Francisco Javier Aguirre. El drama de Fuenteovejuna ha sido siempre un referente de lo que significa la justicia popular frente a los desmanes y a los abusos de los poderosos. Cientos de versiones han poblado la escena universal con esta pieza emblemática de Lope de Vega. Pero quizá es la ofrecida el pasado 28 de septiembre en el Teatro Principal de Zaragoza, coincidiendo con la reinaguración de la sala dotada de nuevas y confortables butacas, la que mayor impacto puede causar dentro de una perspectiva en la que el tema desborda los alcances de su contenido.

Bajo la dirección de Pepa Gamboa, con dramaturgia de Antonio Álamo, un colectivo de mujeres ágrafas de etnia gitana ha demostrado su capacidad de integrarse en los esquemas del teatro convencional, es decir el que se desarrolla en un escenario con la cuarta pared abierta al público, para expresarse de forma original y libre en un conflicto que afecta directamente a la mujer como víctima del abuso y la represión del macho triunfador.

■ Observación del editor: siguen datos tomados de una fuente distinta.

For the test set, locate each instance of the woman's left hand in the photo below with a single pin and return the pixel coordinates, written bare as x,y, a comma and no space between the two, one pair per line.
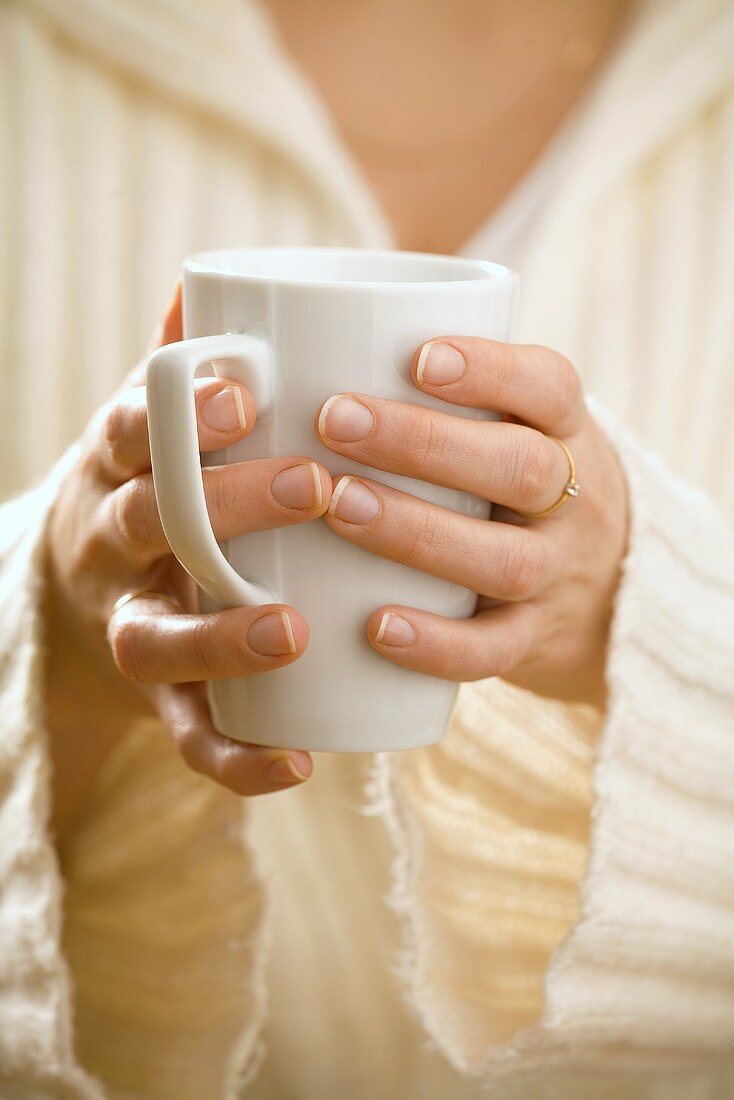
546,585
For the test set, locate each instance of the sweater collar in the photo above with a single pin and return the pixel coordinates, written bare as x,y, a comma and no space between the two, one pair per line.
223,57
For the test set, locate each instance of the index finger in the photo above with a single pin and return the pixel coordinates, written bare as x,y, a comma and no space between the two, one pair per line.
535,384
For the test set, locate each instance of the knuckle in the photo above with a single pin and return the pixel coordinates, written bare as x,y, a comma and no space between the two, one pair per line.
124,645
534,469
424,534
201,647
521,568
426,437
567,389
114,433
502,366
134,514
228,493
505,655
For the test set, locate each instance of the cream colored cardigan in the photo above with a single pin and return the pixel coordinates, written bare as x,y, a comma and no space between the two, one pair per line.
560,883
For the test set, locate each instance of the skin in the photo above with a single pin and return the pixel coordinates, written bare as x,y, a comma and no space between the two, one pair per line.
546,586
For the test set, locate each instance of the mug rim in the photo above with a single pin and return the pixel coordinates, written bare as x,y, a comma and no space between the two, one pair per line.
208,263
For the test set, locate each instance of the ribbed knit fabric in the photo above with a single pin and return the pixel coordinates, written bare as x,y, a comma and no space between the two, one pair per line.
562,904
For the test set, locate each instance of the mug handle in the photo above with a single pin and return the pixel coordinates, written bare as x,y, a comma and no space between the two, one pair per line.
175,459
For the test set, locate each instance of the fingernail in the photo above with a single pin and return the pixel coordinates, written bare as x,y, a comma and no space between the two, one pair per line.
272,635
298,486
439,363
285,770
344,420
395,630
353,502
225,410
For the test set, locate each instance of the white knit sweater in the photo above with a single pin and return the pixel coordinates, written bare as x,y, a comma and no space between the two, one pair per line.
560,882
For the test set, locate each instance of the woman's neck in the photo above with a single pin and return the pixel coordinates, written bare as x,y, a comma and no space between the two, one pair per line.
445,105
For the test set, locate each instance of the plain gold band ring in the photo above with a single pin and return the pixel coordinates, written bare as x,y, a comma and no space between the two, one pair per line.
144,592
570,490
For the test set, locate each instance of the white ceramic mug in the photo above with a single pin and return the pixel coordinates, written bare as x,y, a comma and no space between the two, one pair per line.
296,326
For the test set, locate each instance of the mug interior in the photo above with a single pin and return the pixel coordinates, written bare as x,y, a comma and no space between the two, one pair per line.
354,266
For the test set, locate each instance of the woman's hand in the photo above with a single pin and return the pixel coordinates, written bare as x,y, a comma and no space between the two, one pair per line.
547,585
105,539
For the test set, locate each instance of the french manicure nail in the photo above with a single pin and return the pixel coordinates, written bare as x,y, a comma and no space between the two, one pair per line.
298,486
353,502
225,410
284,771
395,630
344,420
439,364
272,635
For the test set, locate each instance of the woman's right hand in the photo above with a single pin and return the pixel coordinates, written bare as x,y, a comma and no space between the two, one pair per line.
106,539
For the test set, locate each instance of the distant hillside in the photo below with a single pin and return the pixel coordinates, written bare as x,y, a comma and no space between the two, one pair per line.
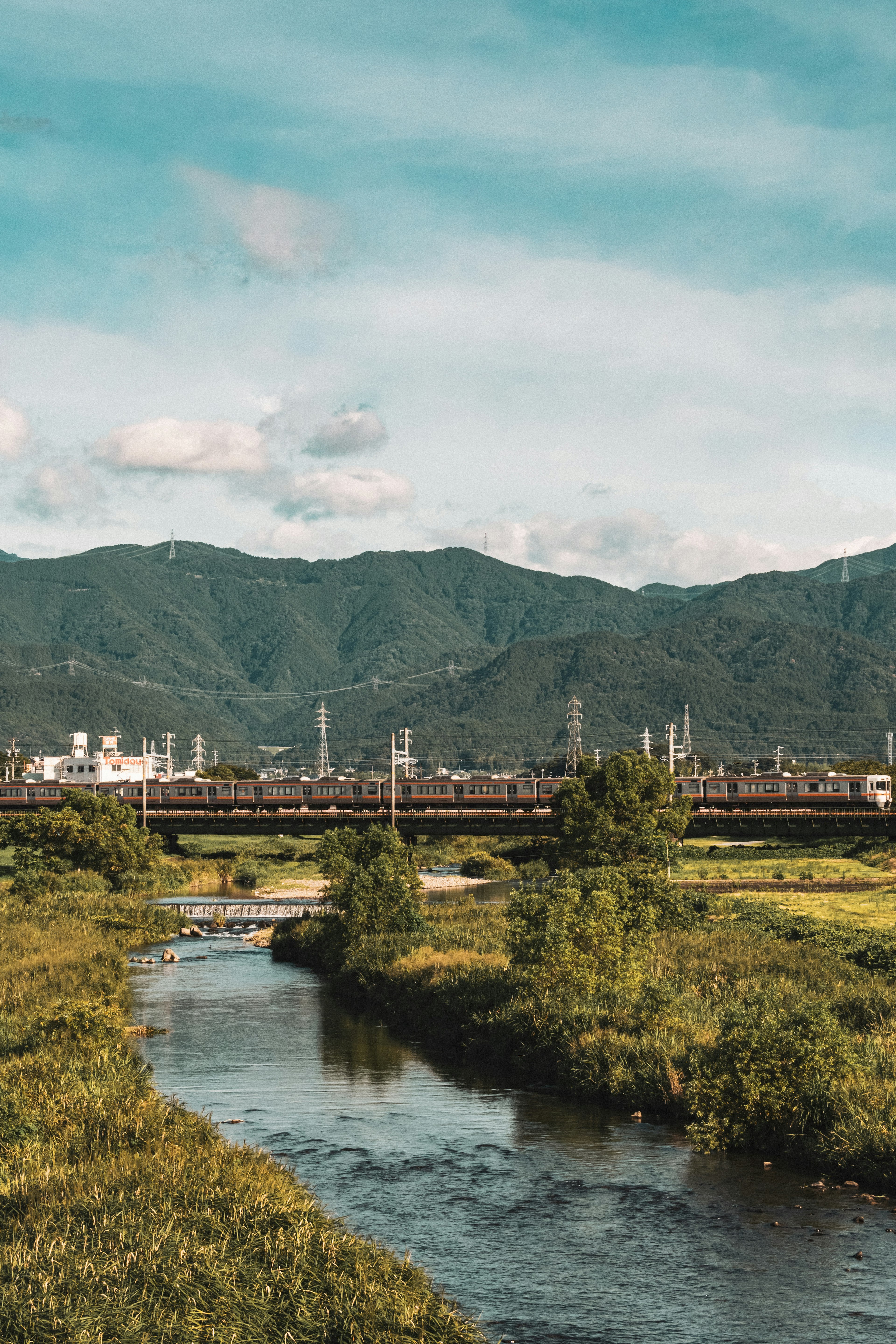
237,647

Intercalando músicas, bailes, ritos y expresiones populares de su etnia, las siete intérpretes, secundadas por quien desarrolla el único papel masculino de la versión, el Comendador, personificado por David Montero, ofrecen una obra de impacto, respaldadas por una algarabía escénica compuesta por ropas y retales variopintos que contribuyen a la verosimilitud de la puesta en escena. Instaladas en la modernidad, quizá el único elemento discordante sean las melodías iniciales vinculadas al tango clásico con alusiones directas de Astor Piazzolla, aunque a ciertos espectadores les habrá parecido correcta esta incorporación.

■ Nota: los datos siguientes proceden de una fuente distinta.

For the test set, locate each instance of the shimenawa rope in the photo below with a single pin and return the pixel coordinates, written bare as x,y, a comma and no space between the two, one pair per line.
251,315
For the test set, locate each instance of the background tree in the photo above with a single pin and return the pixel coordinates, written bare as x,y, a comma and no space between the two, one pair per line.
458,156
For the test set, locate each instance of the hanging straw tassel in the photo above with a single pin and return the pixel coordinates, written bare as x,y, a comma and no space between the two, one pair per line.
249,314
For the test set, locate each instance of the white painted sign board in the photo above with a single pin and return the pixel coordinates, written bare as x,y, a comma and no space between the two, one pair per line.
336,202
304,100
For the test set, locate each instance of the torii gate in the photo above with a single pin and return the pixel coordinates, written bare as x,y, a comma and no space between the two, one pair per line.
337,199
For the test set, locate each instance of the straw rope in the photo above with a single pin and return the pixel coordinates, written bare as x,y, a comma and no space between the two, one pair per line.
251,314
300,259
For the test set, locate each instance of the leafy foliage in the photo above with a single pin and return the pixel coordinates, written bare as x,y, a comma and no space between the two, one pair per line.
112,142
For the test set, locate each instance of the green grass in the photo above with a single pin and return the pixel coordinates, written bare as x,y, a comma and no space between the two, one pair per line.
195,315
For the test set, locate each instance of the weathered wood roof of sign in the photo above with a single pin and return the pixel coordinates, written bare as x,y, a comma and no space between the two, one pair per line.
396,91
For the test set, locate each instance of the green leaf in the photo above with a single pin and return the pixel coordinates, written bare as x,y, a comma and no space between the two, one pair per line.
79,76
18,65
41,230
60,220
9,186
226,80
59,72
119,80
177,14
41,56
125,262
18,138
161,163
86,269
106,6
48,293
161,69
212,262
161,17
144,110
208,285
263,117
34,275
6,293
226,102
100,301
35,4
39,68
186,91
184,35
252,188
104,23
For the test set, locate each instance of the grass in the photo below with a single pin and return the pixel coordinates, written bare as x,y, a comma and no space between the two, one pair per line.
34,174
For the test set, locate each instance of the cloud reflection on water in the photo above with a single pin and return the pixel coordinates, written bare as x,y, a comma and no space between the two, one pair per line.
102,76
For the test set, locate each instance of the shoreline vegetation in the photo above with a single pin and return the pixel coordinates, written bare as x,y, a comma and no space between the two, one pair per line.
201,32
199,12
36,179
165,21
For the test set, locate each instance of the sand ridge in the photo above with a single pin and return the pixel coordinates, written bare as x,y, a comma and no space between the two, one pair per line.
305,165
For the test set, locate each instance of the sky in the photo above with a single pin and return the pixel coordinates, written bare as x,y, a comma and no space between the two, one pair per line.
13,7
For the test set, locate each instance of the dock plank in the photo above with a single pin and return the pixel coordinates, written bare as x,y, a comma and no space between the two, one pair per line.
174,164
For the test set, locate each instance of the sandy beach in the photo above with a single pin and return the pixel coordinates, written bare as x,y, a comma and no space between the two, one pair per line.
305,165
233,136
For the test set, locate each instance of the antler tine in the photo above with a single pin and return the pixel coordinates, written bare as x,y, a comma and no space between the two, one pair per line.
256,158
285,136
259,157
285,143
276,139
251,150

No obstante, la clave reside en la fuerza dramática y en la cohesión del grupo, vinculado no solo por el ambiente de procedencia sino también por la intencionalidad de su denuncia en momentos en los que, a pesar de los esfuerzos por mejorar la situación y el respeto a las mujeres, las metas a conseguir están aún bastante lejanas, tanto en nuestro contexto cultural como en otros donde la situación es muchísimo más dramática. No cabe sino aplaudir este giro programático que facilita la incorporación al arte de la escena de personas y colectivos tradicionalmente alejados de ella.